# Backcharging Grrrrrrrr



## guyute65045 (Nov 23, 2006)

Just got my 11-15 to 12-15 check from the G.C. I am working for and there was 2450.00 held for a labor back charge. No itemization, no explanation, nothing. There was one day where I had a laborer call out sick and they were going to send a guy home, I offered to pay him to rake and run a plate compactor, but it was for 5 hours. That is an expensive laborer. I asked for an itemized invoice, and will call the owner on Monday. I am wondering if I should call the lawyer first, they have no cause to back charge me for that amount, I can see a couple three hundred dollars for the one day but that is it. Any thoughts? I have all my materials and labor covered at this point, but don't really want to go to court. I should have listened to my buddy about these guys, but needed the work at the time, and his opinion can be somewhat biased depending on mood.


----------



## dayexco (Mar 4, 2006)

guyute65045 said:


> Just got my 11-15 to 12-15 check from the G.C. I am working for and there was 2450.00 held for a labor back charge. No itemization, no explanation, nothing. There was one day where I had a laborer call out sick and they were going to send a guy home, I offered to pay him to rake and run a plate compactor, but it was for 5 hours. That is an expensive laborer. I asked for an itemized invoice, and will call the owner on Monday. I am wondering if I should call the lawyer first, they have no cause to back charge me for that amount, I can see a couple three hundred dollars for the one day but that is it. Any thoughts? I have all my materials and labor covered at this point, but don't really want to go to court. I should have listened to my buddy about these guys, but needed the work at the time, and his opinion can be somewhat biased depending on mood.


he'll need a lien waiver upon completion of project. unless his backcharges are legit, refuse to sign it. then pursue the lien


----------



## HitchC&L (Mar 7, 2008)

Whos the GC if you dont mind me asking?

Where in VT are you?


----------



## guyute65045 (Nov 23, 2006)

I would prefer not to mention names, until I know that we cannot reasonably resolve this.


----------



## mudpad (Dec 26, 2008)

dayexco said:


> he'll need a lien waiver upon completion of project. unless his backcharges are legit, refuse to sign it. then pursue the lien


Of course, keep in mind you won't get your final payment without a final lien waiver.


----------



## mudpad (Dec 26, 2008)

You should call the PM and ask him what the charges are for. Unless they are just a sleazy scumbag GC they will tell you and supply documentation. 

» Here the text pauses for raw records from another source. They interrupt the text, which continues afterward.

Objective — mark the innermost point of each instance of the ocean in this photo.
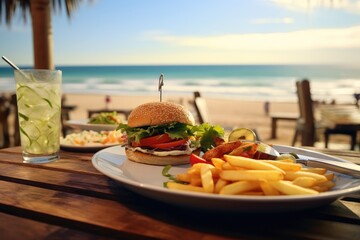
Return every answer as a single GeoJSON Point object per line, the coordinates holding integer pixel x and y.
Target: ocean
{"type": "Point", "coordinates": [251, 82]}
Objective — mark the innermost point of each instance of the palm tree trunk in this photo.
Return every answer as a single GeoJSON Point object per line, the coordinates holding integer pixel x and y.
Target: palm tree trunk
{"type": "Point", "coordinates": [42, 34]}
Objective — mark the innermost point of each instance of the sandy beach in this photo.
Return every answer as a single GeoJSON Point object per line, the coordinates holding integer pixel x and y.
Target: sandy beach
{"type": "Point", "coordinates": [228, 113]}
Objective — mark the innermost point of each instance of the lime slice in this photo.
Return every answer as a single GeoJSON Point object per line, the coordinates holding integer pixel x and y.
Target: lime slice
{"type": "Point", "coordinates": [242, 134]}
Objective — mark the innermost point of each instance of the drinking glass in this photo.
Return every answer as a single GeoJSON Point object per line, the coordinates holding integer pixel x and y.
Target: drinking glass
{"type": "Point", "coordinates": [38, 94]}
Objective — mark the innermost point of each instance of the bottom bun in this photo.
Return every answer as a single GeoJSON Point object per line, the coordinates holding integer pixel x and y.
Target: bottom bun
{"type": "Point", "coordinates": [140, 157]}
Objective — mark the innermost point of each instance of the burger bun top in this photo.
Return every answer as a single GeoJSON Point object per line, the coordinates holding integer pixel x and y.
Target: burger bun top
{"type": "Point", "coordinates": [158, 113]}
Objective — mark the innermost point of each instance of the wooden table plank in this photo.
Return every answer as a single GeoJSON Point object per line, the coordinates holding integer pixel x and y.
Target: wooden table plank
{"type": "Point", "coordinates": [95, 185]}
{"type": "Point", "coordinates": [161, 221]}
{"type": "Point", "coordinates": [67, 162]}
{"type": "Point", "coordinates": [22, 228]}
{"type": "Point", "coordinates": [69, 198]}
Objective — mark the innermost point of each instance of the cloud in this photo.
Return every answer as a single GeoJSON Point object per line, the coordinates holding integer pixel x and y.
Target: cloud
{"type": "Point", "coordinates": [335, 38]}
{"type": "Point", "coordinates": [285, 20]}
{"type": "Point", "coordinates": [304, 5]}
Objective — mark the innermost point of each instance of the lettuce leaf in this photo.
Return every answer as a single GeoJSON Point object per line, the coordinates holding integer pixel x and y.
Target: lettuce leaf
{"type": "Point", "coordinates": [203, 135]}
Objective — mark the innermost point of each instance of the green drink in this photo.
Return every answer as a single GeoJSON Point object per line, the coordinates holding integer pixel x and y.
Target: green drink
{"type": "Point", "coordinates": [38, 95]}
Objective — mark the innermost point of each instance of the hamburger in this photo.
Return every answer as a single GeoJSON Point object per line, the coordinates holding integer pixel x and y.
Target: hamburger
{"type": "Point", "coordinates": [163, 133]}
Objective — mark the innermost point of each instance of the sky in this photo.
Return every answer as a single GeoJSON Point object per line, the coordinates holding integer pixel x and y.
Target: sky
{"type": "Point", "coordinates": [155, 32]}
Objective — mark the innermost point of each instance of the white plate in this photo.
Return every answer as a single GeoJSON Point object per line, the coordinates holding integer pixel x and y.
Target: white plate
{"type": "Point", "coordinates": [147, 180]}
{"type": "Point", "coordinates": [92, 148]}
{"type": "Point", "coordinates": [84, 125]}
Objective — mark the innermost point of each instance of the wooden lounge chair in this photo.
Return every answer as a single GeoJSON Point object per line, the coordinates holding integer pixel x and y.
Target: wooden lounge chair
{"type": "Point", "coordinates": [307, 126]}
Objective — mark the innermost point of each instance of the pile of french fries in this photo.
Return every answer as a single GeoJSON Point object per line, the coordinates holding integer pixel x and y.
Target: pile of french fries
{"type": "Point", "coordinates": [235, 175]}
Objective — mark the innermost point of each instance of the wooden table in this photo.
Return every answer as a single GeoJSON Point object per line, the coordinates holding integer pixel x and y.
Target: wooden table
{"type": "Point", "coordinates": [70, 199]}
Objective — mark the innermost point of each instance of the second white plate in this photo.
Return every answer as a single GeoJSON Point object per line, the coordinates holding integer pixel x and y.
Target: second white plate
{"type": "Point", "coordinates": [83, 124]}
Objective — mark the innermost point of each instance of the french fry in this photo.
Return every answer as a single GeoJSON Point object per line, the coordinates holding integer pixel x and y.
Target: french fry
{"type": "Point", "coordinates": [239, 187]}
{"type": "Point", "coordinates": [253, 193]}
{"type": "Point", "coordinates": [238, 175]}
{"type": "Point", "coordinates": [251, 175]}
{"type": "Point", "coordinates": [185, 187]}
{"type": "Point", "coordinates": [267, 188]}
{"type": "Point", "coordinates": [286, 187]}
{"type": "Point", "coordinates": [293, 175]}
{"type": "Point", "coordinates": [321, 171]}
{"type": "Point", "coordinates": [207, 179]}
{"type": "Point", "coordinates": [324, 186]}
{"type": "Point", "coordinates": [228, 166]}
{"type": "Point", "coordinates": [286, 166]}
{"type": "Point", "coordinates": [195, 180]}
{"type": "Point", "coordinates": [329, 176]}
{"type": "Point", "coordinates": [183, 177]}
{"type": "Point", "coordinates": [250, 163]}
{"type": "Point", "coordinates": [217, 162]}
{"type": "Point", "coordinates": [306, 182]}
{"type": "Point", "coordinates": [289, 160]}
{"type": "Point", "coordinates": [219, 185]}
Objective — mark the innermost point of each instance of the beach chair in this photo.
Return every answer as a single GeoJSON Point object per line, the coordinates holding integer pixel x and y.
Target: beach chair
{"type": "Point", "coordinates": [201, 108]}
{"type": "Point", "coordinates": [307, 126]}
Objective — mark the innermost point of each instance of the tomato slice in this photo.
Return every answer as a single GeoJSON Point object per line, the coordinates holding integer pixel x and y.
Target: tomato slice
{"type": "Point", "coordinates": [169, 144]}
{"type": "Point", "coordinates": [149, 141]}
{"type": "Point", "coordinates": [197, 159]}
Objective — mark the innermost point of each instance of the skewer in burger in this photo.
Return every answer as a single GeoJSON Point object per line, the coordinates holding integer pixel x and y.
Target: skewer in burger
{"type": "Point", "coordinates": [163, 133]}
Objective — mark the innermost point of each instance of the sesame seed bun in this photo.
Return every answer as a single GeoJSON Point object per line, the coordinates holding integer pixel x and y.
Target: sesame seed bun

Do they need you to finish the job or are they trying to get rid of you?


----------



## guyute65045 (Nov 23, 2006)

They could be trying to get rid of me who knows, we just spent 2 months arguing over a water tank that wasn't engineered to NFPA 22 spec in the bid documents, but required to meet spec for the fire suppression permit. 
According to said GC it was my obligation to foot the difference in cost of the tank, because I like everyone else bid from the plans. Eventually the architect and engineers agreed on the change order, or I should say that they agreed that they could not find a way out of paying it.
I still have a big tank to sink in the spring, tie in the last 15 ft of sewer, and topsoil/seed/mulch not much but enough.


----------



## mudpad (Dec 26, 2008)

guyute65045 said:


> They could be trying to get rid of me who knows, we just spent 2 months arguing over a water tank that wasn't engineered to NFPA 22 spec in the bid documents, but required to meet spec for the fire suppression permit.
> According to said GC it was my obligation to foot the difference in cost of the tank, because I like everyone else bid from the plans. Eventually the architect and engineers agreed on the change order, or I should say that they agreed that they could not find a way out of paying it.
> I still have a big tank to sink in the spring, tie in the last 15 ft of sewer, and topsoil/seed/mulch not much but enough.


Well, general contracting is all about distributing risk. And yes, your contract no doubt is "plans and specs" no matter what your proposal might have said, unless you forced the GC to make your proposal part of your contract. Sounds like the architect, engineers could have been a**holes and made you eat the tank. 

I would guess that the GC wants you to finish the job, no GC wants to spend time rounding up a new sub to finish some work they already wrote a contract for, unless you piss 'em off to the point where it is less painful to go hire someone else (and probably pay them more money) than continue to work with you.


----------



## skyhook (Mar 17, 2007)

never mind.


----------



## guyute65045 (Nov 23, 2006)

"Well, general contracting is all about distributing risk. And yes, your contract no doubt is "plans and specs" no matter what your proposal might have said, unless you forced the GC to make your proposal part of your contract. Sounds like the architect, engineers could have been a**holes and made you eat the tank."

Actually my contract states, that I am responsible for the sitework portion of the plans(even references the bid set). It was the state that was saying that the project needed to meet this particular code for the C.O. I am sure that if the engineers could have found a way they would have made me eat the tank, Even though they hired a fire suppression engineer to design the system. I would think that a fire suppression engineer would be aware of this code.:confused1:

I agree thought that it will probably cost quite a bit to move somebody else in, I don't know why they would want to I have bent over backwards to be accommodating. I do know that there is no way I owe the that much in labor. not for 5 hours 1 guy.


----------



## mudpad (Dec 26, 2008)

guyute65045 said:


> I do know that there is no way I owe the that much in labor. not for 5 hours 1 guy.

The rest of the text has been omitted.